I remember reading an Allan Holdsworth interview, where he stated that if he could go back and do it again, he would tune to all 4ths. His excuse was that you can't teach an old dog new tricks, but if he could have learned that way it would have made his life easier. This, of course, is debatable, but I could totally see a crazy linear player like Holdsworth get the best of the all 4ths tuning. I've tried it, and its cool to be able to move the same positions around a bunch of octaves without having to adapt to that gosh darn B string. I believe Vildhjarta plays G standard all 4ths on a majority of their material.


----------



## The Omega Cluster (Jul 10, 2014)

I've been playing on a 6 string bass and it's all 4ths, too, and it's fine! Sure, when I do 5 string (or 6) chords, there's the C string that gives me a minor 6th instead of a perfect 5th (in the example where I play a chord similar to an Em chord), but other than that, it,s fine.
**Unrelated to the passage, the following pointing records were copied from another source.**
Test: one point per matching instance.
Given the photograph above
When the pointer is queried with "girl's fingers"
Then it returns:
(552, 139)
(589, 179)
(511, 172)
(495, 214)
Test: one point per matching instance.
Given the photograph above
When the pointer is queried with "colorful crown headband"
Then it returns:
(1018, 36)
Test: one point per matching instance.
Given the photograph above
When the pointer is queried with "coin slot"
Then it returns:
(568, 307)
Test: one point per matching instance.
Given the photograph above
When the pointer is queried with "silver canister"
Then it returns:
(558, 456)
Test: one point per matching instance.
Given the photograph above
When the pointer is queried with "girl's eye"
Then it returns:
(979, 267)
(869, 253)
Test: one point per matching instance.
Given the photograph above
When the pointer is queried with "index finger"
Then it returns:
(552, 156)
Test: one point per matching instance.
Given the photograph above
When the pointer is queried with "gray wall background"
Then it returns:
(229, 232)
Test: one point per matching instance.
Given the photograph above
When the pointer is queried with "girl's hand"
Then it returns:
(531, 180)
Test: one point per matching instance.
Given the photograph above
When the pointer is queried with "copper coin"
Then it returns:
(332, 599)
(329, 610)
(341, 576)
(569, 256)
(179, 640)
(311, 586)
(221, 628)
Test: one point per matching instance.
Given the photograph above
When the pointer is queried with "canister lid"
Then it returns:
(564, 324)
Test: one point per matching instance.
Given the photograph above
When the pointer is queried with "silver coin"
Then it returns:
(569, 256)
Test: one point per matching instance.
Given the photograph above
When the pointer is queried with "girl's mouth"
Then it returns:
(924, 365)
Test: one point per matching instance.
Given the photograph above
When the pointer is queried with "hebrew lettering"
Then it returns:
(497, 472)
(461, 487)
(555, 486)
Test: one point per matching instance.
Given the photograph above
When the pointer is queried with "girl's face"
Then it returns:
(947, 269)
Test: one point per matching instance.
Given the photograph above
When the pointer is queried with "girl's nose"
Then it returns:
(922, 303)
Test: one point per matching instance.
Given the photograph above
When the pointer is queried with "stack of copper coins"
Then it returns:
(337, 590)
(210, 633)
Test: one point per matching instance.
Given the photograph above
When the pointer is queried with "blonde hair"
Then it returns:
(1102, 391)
I've recently thought about tuning it to all 5ths, but that's a story for another time.


----------



## Scrap (Oct 16, 2015)

It seems P4 tuning is great for diddling all over the neck at high speed.. but something that 2 of its biggest proponents Quayle and Hutchins have in common is a kind of hybrid sterility in their playing. They both produced and kind of mechanical computerised sound that really lacks any real depth or soul. Spitting out so many notes but very very few of them actually saying anything memorable or of meaning.

I have noticed too that most of the P4 players I see on Youtube and particularly the two fellows mentioned above almost totally avoid any kind of chordal comping.. which I find very odd for jazz/fusion players.

This leads me to think P4 could be great for some lead and solo playing.. but can be a challenge if you're a serious chordal harmony player or heavy jazz head.

Here's Sean Lane.. this man has almost a cult following and was an early adopter of P4 tuning.. yet again here we see the same diddly diddly almost mindless robotic and sterile lead playing. Again any chordal harmony, comping suspiciously absent.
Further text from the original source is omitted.